3. The apparatus of claim 2, wherein the inter-channel relation information further comprises inter-channel correlation information of the stereo audio signal.

4. The apparatus of claim 1, wherein the center channel signal is generated by performing an inverse spectrogram using the center channel elements, and the surround channel signal is generated by performing an inverse spectrogram using the surround elements.

5. The apparatus of claim 1, wherein the judgment unit determines that the detected section is a speech section when an energy value in a section, which is detected as the speech section on the basis of the energy value of the center channel signal for each frame, is greater than the threshold.

6. A method of detecting a speech/non-speech section by a speech/non-speech section detection apparatus, the method comprising:

obtaining inter-channel relation information of a stereo audio signal;

generating a center channel signal composed of center channel elements and a surround channel signal composed of surround elements on the basis of the inter-channel relation information;

calculating an energy ratio value between the center channel signal and the surround channel signal, for each frame, and an energy ratio value between the stereo audio signal and a mono signal generated on the basis of the stereo audio signal; and

detecting a speech section and a non-speech section from the stereo audio signal by comparing the energy ratio values.

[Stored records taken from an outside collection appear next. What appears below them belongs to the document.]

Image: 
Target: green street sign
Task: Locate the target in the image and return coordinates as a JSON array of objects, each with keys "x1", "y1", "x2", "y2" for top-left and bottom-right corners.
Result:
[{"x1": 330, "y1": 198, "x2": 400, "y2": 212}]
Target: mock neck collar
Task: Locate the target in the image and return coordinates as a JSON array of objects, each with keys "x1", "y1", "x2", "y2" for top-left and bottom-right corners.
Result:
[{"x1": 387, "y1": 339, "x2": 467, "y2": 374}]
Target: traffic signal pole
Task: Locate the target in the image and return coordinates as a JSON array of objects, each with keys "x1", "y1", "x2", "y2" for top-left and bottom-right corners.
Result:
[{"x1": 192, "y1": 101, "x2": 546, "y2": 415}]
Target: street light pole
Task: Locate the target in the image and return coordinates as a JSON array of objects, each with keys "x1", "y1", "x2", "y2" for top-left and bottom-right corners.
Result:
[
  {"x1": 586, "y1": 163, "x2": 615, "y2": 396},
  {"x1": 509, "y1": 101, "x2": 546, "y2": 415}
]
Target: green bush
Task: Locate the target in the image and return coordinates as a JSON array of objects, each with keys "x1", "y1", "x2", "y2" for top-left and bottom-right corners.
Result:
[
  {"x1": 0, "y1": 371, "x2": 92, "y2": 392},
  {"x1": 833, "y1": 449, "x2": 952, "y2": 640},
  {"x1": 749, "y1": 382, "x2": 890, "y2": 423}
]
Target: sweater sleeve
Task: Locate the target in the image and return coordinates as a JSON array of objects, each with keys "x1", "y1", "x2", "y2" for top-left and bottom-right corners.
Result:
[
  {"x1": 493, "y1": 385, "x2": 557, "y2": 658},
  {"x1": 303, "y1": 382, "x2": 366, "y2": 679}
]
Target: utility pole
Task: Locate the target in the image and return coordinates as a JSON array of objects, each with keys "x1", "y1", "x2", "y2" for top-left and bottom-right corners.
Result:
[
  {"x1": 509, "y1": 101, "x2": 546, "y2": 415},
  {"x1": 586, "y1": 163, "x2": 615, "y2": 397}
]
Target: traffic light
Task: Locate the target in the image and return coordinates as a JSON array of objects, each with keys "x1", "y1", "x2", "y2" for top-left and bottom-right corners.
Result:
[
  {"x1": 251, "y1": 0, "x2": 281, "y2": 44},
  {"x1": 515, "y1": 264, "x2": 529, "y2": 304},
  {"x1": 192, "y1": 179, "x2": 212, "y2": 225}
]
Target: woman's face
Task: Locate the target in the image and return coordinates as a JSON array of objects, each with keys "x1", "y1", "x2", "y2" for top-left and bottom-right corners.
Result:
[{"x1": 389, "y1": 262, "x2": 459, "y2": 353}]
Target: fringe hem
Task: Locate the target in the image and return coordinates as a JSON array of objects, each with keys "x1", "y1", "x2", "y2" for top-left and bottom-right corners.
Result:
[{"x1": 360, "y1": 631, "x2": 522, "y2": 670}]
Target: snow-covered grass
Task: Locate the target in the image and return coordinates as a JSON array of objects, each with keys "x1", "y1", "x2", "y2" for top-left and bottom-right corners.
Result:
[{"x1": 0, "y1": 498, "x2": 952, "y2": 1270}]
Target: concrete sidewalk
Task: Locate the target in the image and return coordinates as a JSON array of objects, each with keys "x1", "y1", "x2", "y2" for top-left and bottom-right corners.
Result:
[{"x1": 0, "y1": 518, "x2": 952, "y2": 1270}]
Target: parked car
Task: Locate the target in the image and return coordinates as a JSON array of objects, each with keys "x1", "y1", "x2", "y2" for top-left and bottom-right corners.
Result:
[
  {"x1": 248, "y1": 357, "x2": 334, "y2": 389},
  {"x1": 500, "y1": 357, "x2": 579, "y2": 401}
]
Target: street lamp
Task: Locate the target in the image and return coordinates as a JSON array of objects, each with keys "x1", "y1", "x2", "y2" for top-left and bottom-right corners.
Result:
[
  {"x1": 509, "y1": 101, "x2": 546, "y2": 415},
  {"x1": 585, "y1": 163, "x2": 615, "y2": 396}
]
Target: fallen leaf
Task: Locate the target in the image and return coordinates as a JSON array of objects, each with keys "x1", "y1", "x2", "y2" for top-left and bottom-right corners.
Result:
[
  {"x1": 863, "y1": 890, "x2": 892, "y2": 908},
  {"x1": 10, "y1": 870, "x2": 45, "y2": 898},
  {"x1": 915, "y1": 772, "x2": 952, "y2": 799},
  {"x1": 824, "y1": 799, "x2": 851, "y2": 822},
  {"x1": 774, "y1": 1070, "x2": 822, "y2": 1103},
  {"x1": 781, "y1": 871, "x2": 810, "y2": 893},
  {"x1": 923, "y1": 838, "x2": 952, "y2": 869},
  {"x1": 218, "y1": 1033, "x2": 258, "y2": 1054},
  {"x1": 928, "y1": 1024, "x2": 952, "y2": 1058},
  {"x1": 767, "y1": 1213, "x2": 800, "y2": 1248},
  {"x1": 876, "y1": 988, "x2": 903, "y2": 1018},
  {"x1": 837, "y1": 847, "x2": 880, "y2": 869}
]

7. The method of claim 6, wherein the inter-channel relation information comprises information on a level difference between channels of the stereo audio signal and information on a phase difference between channels.

8. The method of claim 7, wherein the inter-channel relation information further comprises inter-channel correlation information of the stereo audio signal.

9. The method of claim 6, after the obtaining, further comprising:

classifying each element of the stereo audio signal into a center channel element and a surround element on the basis of the inter-channel relation information.

10. The method of claim 6, wherein the generating comprises:

generating the center channel signal by performing an inverse spectrogram using the center channel elements; and

generating the surround channel signal by performing an inverse spectrogram using the surround elements.

11. The method of claim 6, wherein the calculating comprises:

calculating an energy ratio value between the center channel signal and the surround channel signal, for each frame, and an energy ratio value between the center channel signal and the surround channel signal, for each frame, on the basis of the energy value of the center channel signal and the surround channel signal, for each frame; and

calculating an energy value of the stereo audio signal and a mono signal which is generated on the basis of the stereo audio signal, for each frame, and an energy ratio value between the mono signal and the stereo audio signal, for each frame, on the basis of the energy value of the mono signal and the stereo audio signal, for each frame.

12. The method of claim 6, wherein the determining comprises:

determining that the detected section is a speech section when an energy value in a section, which is detected as the speech section on the basis of the energy value of the center channel signal for each frame, is greater than the threshold, and determining that the detected section is a non-speech section when the energy value is the threshold or less.